Patients who do not respond to DDAVP should be given an approved concentrate containing VWF. In case of major surgery, in patients with severe VWD, treatment should be given for at least 1-2 weeks post surgery. As the recovery of VWF:RCo is about 1.5 – 2.0 IU/dL per infused IU VWF:RCo/kg BW, a loading dose of 50-60 IU VWF:RCo/kg i.v. is recommended for patients with very low basal levels of VWF:RCo. The ensuing doses can usually be lower, about 25-40 IU VWF:RCo/kg i.v. every 12-24 hours. After 24-48 hours a once daily dose, or a dose every other day, may be sufficient for the first post-operative week. FVIII:C should be monitored to avoid high levels over a longer period of time. FVIII and VWF activity levels of ≥0.50 IU/dL for at least 3 days after major surgery is usually recommended. NB! Purely VWF containing product should be started on the preoperative day or together with FVIII replacement just before the intervention.

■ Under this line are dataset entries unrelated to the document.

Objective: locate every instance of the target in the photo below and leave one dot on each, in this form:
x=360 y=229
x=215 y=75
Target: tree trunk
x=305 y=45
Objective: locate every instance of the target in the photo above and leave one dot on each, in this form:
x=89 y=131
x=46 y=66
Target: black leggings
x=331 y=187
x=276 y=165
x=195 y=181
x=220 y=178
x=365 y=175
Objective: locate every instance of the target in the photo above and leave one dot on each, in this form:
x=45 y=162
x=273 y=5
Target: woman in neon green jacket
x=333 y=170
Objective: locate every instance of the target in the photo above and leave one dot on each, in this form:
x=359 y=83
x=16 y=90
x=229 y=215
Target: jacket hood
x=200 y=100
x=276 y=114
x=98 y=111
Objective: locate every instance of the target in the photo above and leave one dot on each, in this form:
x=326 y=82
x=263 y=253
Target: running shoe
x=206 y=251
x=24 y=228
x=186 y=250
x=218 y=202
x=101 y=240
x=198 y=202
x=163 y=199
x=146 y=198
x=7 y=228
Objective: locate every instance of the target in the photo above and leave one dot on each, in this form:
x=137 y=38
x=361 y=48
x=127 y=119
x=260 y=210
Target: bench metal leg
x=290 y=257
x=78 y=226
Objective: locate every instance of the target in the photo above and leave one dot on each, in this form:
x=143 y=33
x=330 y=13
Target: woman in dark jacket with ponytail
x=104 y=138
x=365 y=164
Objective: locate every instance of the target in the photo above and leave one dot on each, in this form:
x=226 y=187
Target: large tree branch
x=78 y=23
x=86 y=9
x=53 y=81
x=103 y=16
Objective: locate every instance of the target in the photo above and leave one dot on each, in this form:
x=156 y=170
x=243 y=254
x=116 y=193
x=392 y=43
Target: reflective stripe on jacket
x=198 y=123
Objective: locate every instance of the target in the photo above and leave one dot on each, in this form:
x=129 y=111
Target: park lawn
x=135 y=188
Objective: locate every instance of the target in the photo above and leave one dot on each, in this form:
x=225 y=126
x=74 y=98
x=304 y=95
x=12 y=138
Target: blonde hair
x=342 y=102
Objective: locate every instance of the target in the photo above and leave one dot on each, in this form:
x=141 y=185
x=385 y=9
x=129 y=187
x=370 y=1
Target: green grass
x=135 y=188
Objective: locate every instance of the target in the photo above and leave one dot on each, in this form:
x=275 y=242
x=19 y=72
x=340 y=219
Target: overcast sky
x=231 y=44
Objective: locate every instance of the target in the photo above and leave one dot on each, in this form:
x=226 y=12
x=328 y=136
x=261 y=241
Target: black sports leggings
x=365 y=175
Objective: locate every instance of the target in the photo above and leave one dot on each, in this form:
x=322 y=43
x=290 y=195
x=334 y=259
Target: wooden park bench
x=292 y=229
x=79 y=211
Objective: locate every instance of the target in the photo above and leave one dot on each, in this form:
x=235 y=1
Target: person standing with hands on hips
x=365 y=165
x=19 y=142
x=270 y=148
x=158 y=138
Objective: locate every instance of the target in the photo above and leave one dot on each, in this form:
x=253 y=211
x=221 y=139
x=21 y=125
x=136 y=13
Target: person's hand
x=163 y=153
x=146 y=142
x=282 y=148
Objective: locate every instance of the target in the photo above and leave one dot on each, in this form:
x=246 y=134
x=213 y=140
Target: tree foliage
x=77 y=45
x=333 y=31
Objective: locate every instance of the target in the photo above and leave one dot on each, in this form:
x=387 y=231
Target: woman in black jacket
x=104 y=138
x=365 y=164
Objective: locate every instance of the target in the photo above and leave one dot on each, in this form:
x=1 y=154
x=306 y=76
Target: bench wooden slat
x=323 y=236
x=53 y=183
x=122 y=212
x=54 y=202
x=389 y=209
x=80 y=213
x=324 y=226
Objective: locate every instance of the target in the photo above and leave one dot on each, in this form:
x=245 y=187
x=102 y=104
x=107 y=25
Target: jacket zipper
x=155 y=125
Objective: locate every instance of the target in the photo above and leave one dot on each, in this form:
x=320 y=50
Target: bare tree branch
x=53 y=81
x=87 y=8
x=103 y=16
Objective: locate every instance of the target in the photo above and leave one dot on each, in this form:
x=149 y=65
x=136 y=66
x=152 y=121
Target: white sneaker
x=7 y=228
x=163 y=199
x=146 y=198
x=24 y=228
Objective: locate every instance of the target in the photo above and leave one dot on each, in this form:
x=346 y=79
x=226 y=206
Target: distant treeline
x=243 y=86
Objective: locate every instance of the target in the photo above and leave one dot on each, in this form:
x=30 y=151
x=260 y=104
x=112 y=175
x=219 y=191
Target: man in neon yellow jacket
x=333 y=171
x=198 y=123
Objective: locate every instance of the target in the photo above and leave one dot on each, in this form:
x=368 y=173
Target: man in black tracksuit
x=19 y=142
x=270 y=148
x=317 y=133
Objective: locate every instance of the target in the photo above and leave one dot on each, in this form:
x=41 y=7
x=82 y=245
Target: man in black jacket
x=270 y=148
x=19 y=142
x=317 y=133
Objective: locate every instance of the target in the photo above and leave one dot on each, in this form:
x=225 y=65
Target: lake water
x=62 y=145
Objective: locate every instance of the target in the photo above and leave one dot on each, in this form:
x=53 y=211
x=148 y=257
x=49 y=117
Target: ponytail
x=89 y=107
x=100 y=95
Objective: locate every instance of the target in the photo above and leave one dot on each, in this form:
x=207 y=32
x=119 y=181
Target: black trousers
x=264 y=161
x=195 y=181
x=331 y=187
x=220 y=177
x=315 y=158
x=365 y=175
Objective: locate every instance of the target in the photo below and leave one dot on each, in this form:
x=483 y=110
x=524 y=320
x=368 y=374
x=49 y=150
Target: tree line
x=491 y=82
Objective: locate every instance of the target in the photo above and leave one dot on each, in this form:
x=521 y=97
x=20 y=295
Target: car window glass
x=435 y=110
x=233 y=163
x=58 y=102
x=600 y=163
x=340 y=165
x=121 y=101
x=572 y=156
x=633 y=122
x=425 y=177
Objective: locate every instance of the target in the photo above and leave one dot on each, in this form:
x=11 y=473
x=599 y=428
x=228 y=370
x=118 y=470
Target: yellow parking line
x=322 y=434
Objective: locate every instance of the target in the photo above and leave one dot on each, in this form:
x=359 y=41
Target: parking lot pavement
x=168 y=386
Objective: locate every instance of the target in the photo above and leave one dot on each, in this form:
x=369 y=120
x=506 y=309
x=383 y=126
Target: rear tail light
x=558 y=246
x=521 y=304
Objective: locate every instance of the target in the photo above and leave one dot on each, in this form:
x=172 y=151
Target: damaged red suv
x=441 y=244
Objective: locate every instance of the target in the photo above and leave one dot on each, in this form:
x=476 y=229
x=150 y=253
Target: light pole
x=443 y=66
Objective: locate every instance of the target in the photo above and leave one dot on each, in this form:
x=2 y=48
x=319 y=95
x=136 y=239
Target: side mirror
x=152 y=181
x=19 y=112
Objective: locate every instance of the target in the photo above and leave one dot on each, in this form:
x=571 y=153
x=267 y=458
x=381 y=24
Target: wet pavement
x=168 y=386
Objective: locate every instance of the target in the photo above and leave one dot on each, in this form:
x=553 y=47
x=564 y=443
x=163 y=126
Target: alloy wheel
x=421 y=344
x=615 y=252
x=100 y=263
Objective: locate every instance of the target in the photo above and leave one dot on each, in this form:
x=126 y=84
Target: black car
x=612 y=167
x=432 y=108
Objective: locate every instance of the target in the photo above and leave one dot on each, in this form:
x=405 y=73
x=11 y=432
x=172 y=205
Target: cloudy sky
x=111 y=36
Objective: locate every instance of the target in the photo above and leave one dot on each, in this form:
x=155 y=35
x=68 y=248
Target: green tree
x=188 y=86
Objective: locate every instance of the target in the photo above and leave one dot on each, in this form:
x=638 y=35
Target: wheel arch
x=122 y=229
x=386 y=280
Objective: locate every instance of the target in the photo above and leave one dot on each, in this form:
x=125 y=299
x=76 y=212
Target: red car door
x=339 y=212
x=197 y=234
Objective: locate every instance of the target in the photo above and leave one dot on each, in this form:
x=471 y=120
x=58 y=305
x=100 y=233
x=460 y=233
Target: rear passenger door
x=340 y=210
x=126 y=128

Tranexamic acid and surgery

Tranexamic acid should be given in addition to DDAVP or VWF concentrate, especially if the procedure involves mucous membranes.

Tranexamic acid is administered at a dose of 10 mg/kg i.v. about 30 minutes before surgery or 20-25 mg/kg orally about 2 h before surgery. Thereafter the tranexamic doses are repeated with 6-8 h intervals for at least a week postoperatively.

Platelet transfusions

Platelet concentrates should be considered if treatment with VWF concentrate fails to control a bleed in patients with severe VWD. The patient’s platelets are also devoid of functional VWF and therefore donor platelets may be of help at the local site of hemostasis.


Thromboprophylaxis should not be given routinely to patients with VWD undergoing surgery. Low molecular weight heparin in a prophylactic dose may be considered in patients with multiple or severe prothrombotic risk factors in association with high doses of a VWF/FVIII concentrate. Furthermore, VWF activity and FVIII:C should be >50 IU/dL if thromboprophylaxis is given. Compression stockings are recommended in association with major surgery.